A Non-Consensual Canon: The Shohei Imamura Collection – Blu-ray review
Given that he’s one of only a handful of filmmakers to win the Palme D’Or twice at the Cannes Film Festival, it’s perhaps surprising that Japanese director Shohei Imamura isn’t as well known as he might be. Surprising, that is, until you see his films; here’s an artist who deliberately flies in the face of a consensus and who specifically fought against the canonic traditions of established Japanese filmmakers like Ozu or Mizoguchi.

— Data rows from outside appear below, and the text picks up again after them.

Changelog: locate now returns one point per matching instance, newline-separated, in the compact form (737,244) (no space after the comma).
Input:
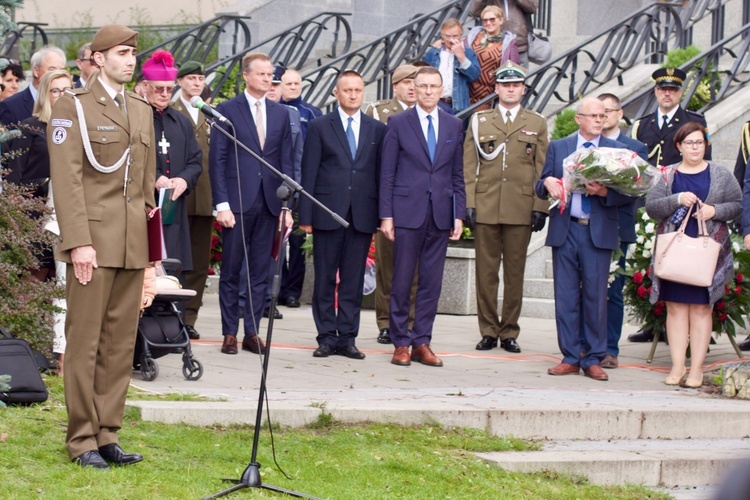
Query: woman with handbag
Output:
(718,197)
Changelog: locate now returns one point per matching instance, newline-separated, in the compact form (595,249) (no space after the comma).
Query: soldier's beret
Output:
(510,72)
(190,68)
(112,35)
(403,72)
(669,77)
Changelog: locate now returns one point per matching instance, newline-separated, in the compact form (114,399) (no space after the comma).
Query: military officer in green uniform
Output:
(504,154)
(657,130)
(404,97)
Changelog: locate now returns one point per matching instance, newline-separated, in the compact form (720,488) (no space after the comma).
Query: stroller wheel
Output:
(192,369)
(149,369)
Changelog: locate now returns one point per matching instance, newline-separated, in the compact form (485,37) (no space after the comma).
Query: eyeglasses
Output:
(57,92)
(429,86)
(161,90)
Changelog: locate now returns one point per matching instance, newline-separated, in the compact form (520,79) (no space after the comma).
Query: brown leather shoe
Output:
(596,372)
(401,356)
(254,344)
(564,369)
(610,362)
(423,354)
(230,344)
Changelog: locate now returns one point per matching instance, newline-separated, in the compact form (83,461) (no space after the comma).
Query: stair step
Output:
(649,462)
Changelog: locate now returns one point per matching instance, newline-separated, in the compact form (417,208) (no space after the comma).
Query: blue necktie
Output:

Instead, that makes him one of the cult directors par excellence. This 8-film set from Masters of Cinema collates most of the essential Imamura films, from his 1958 debut Stolen Desire to his first Cannes winner, 1983’s The Ballad Of Narayama. [The second winner, 1997’s The Eel, is the most obvious absence.]
A contemporary of the French New Wave directors, Imamura’s early films are sprightly, satirical and exuberantly stylish. The likes of Stolen Desire, Nishi-Ginza Station (1958) and Pigs And Battleships (1961) have an unruly energy fuelled by antic choreography and pell-mell camerawork, and are very funny studies of post-war Japan.
Yet underneath lies a searching inquisition into the darker sides of human behaviour and of Japanese society in general. By the time of 1979’s serial killer thriller Vengeance Is Mine and the bleak fable of The Ballad Of Narayama, Imamura had matured into a brusque philosopher of transgressive behaviour.
In between lie the experimental docu-dramas The Insect Woman (1963) and A Man Vanishes (1967), as well as Imamura’s masterpiece, Profound Desires Of The Gods, a 1968 epic about incestuous traditions at war with modern progress that is one of the weirdest and most unique visions ever committed to celluloid.
All of these films have been available previously but, by bundling them together, Masters Of Cinema have proved that Imamura is one of the unsung greats. He’d probably have hated the thought, but he deserves a place in the canon.